Regarding cell distinctiveness, are your cells from a homogeneous cell type? Many online tutorials utilize the PBMC dataset, which comprises distinct cell types like T cells, B cells, and so on. If your visualizations aren't showing clear separations, it could be because the cells are closely related. Observing a singular spherical cluster might indicate that the features are too sparse. Just to double-check, I assume you did this already. Have you performed PCA and utilized it for UMAP and clustering? You might consider sharing your plot, as it could be beneficial to receive suggestions or insights from others.
My cells are from a tissue with heterogeneity. Yes, I did PCA. What other plots you would like to see?
If your cells are from a tissue, I would imagine some separation though. Have you tried different UMAP parameters, e.g., spread and min_dist?
No, I haven't. I just run with default. bk11 said it is not a problem if cells are not clearly separate. Is that possible because errors in my code make clusters not clearly separate?
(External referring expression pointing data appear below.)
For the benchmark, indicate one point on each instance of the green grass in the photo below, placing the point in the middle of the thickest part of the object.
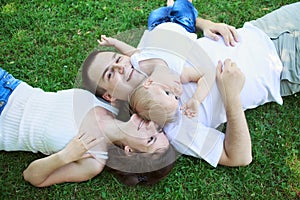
(44, 44)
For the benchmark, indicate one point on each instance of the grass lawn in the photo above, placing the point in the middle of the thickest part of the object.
(44, 44)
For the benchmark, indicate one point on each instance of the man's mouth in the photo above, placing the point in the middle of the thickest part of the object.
(130, 74)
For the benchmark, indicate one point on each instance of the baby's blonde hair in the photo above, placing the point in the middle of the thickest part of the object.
(142, 102)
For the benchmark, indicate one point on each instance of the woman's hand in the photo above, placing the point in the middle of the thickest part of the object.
(230, 81)
(214, 30)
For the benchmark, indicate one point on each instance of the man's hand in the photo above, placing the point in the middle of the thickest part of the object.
(213, 31)
(106, 41)
(191, 108)
(230, 81)
(77, 148)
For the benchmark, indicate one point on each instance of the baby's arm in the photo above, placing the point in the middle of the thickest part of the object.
(71, 164)
(119, 45)
(191, 74)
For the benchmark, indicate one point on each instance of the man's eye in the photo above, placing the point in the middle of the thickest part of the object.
(118, 59)
(150, 139)
(109, 75)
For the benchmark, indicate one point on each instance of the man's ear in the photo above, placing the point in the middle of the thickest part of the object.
(108, 97)
(147, 82)
(127, 150)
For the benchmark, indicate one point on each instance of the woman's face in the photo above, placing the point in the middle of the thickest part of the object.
(143, 136)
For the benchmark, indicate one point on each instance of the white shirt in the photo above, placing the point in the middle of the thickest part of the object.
(255, 54)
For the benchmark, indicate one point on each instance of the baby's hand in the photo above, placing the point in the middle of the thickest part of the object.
(191, 108)
(106, 41)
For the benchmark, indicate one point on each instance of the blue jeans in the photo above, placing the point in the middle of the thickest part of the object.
(7, 85)
(182, 12)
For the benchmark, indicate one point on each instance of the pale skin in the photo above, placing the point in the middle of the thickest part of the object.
(189, 74)
(75, 164)
(237, 144)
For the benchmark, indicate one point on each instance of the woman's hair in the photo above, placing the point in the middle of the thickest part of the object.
(142, 102)
(87, 82)
(140, 168)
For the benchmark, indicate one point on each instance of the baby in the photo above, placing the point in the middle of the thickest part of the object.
(157, 98)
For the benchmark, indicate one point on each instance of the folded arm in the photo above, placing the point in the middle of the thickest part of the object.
(122, 47)
(237, 150)
(192, 74)
(213, 30)
(71, 164)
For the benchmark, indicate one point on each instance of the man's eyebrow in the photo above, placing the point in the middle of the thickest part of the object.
(113, 58)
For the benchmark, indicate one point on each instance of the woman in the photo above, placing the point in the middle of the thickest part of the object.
(38, 121)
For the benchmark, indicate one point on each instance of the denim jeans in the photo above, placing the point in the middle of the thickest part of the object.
(7, 85)
(182, 12)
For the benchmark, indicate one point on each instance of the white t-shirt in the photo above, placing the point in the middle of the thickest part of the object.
(255, 54)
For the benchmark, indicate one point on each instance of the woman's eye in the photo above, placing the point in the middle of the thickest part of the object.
(118, 59)
(109, 75)
(150, 139)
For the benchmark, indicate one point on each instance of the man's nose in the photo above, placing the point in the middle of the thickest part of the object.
(119, 68)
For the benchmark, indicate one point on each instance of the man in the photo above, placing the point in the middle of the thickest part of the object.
(233, 148)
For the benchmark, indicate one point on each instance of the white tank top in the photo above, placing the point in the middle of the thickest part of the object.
(38, 121)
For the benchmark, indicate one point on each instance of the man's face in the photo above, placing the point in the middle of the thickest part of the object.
(114, 73)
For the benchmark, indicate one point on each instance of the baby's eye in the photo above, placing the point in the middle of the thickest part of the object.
(118, 59)
(150, 139)
(109, 75)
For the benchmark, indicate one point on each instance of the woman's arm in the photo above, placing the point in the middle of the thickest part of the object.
(213, 30)
(71, 164)
(119, 45)
(192, 74)
(237, 149)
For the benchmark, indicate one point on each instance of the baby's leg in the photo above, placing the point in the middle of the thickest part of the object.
(170, 2)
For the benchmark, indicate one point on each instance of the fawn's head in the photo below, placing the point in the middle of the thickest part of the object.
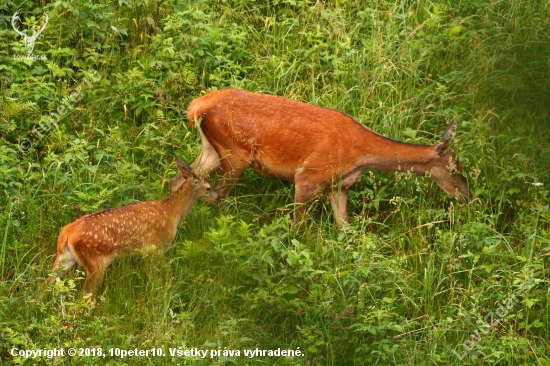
(447, 170)
(201, 186)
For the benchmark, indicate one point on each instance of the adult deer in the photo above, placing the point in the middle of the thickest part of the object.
(94, 241)
(313, 146)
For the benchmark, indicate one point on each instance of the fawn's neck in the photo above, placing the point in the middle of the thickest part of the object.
(181, 202)
(393, 155)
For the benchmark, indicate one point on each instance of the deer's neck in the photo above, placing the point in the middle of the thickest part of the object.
(382, 153)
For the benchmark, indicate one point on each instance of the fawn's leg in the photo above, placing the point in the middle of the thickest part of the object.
(65, 261)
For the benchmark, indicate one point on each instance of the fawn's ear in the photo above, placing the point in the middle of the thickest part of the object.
(446, 140)
(185, 169)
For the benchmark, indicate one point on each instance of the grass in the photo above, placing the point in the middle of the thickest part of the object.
(418, 279)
Without access to your code, it's challenging to determine the exact issue. Nonetheless, I recommend revisiting the page I initially shared and experimenting with UMAP's hyperparameters to see if that enhances the separation. As bk11 mentioned, a lack of clear distinction might not indicate an actual problem; adjusting the UMAP hyperparameters could improve the visualization.
Thank you for sharing. The material is about 300 pages.
I specified the page 199 for you.
I tried spread and min_dist but the UMAP didn't look better. Thank you.
an interesting pointer to scVI toolkit, thanks! It seems to get a lot of traction lately.